Matthews inclined his head toward me. “Ms. Wren doesn’t seem to think it fits. But we’ll certainly want to speak with him.” He sized up Duane. “So you have some background in law enforcement, Mr. Rowe?”
“Fourteen years. Six in Baltimore, the other eight in Virginia.”
“You see Pritchett as a possibility?”
“Can you fill me in on what actually happened? I don’t want to step on any toes, but it’d help, given what we’ve been investigating on Nina’s behalf over the past few weeks.”
Matthews was cool to the idea. “Ms. Wren explained how you located her for Pritchett and then, after he went public, you guys came to her and offered your services out of the goodness of your hearts …”
“I wouldn’t buy it either,” Duane admitted. “Let me give you some phone numbers for reference.”

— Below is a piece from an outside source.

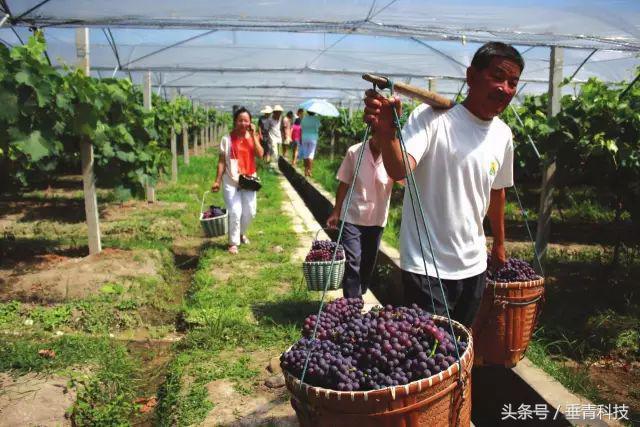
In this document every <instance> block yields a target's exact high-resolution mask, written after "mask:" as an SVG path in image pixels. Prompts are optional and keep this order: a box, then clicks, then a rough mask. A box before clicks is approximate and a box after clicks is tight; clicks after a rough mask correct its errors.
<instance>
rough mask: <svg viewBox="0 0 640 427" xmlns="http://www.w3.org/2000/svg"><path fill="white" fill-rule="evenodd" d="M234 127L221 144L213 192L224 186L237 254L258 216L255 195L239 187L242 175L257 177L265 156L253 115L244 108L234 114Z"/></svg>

I realized for the first time that Matthews was looking at the Rowes with suspicion. I almost wanted to scream at him:
But they’re trying to help! What the fuck are you doing? Stop asking us stupid questions and get out there and FIND MY SON! My poor Hayden, oh, God, he must be so scared.
I started shaking and Carolyn asked the men to let us have a few moments alone.

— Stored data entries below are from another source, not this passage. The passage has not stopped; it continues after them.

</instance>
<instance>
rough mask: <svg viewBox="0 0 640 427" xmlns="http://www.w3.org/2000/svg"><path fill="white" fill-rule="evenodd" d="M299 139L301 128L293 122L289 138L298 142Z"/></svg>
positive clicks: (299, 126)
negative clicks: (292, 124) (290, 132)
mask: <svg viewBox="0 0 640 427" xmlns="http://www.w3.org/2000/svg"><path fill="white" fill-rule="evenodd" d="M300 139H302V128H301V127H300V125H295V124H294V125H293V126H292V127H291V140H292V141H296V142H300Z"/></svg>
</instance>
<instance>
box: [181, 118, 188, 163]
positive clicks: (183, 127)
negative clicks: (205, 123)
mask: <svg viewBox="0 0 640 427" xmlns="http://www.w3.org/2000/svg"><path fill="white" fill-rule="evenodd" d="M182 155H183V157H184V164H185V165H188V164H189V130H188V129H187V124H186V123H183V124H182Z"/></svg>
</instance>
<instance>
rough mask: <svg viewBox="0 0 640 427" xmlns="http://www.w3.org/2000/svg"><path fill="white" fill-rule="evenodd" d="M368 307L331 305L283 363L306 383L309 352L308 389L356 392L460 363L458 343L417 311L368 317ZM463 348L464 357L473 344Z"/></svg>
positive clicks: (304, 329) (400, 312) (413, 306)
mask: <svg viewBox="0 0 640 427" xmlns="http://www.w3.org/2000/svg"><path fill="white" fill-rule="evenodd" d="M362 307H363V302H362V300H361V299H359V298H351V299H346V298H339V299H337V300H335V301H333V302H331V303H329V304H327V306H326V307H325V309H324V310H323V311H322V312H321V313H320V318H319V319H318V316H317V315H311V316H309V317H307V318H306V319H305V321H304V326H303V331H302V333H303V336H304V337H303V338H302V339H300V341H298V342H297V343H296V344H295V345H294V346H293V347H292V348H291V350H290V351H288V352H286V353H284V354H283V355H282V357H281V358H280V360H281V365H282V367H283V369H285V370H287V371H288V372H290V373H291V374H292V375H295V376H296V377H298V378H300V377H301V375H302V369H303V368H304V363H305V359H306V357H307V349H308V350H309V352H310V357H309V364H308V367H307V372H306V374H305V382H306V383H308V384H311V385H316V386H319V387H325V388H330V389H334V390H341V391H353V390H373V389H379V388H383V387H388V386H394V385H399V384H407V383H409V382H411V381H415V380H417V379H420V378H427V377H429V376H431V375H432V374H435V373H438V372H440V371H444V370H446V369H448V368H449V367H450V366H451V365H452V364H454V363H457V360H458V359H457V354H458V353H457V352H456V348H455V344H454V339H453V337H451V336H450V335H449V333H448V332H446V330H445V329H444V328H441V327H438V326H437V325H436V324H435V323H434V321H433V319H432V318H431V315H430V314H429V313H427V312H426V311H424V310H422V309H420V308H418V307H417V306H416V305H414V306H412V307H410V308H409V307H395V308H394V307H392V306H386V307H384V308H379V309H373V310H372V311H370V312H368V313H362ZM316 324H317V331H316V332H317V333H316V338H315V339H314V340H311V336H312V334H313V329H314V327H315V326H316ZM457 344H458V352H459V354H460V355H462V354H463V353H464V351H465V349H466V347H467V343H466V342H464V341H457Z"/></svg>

The shudders passed more quickly than I thought they might. Carolyn held out a box of tissues she’d found while rummaging through Beasley’s desk drawers, but I still
wasn’t actually crying. I told her: “If anything happens to him, I won’t make it.”
She didn’t offer any platitudes. She said, “I know.”
M
atthews came back into the office a few minutes later, with Duane, Thomas Beasley, and another uniformed officer following. Matthews said, “Ma’am, if you don’t have any objections to the Rowes’ involvement, I don’t either. I can use their background.”
“I want them here.”
“Okay. Mr. Beasley, can you run the surveillance footage for us again? Maybe Ms. Wren will see something about the perpetrator that rings a bell.”
“You’ve got it on tape?” I was aghast. “I nearly got stripsearched by security when I came here last week to meet with Mr. Beasley. How did someone get into a classroom?”
Beasley looked physically ill. “The security personnel are only on-campus during regular class hours.”
Everyone’s faces were impassive, as though it was all simply a budgeting snafu. But I knew; I remembered how, not so long ago, it was the children themselves everyone was afraid of. Our own children.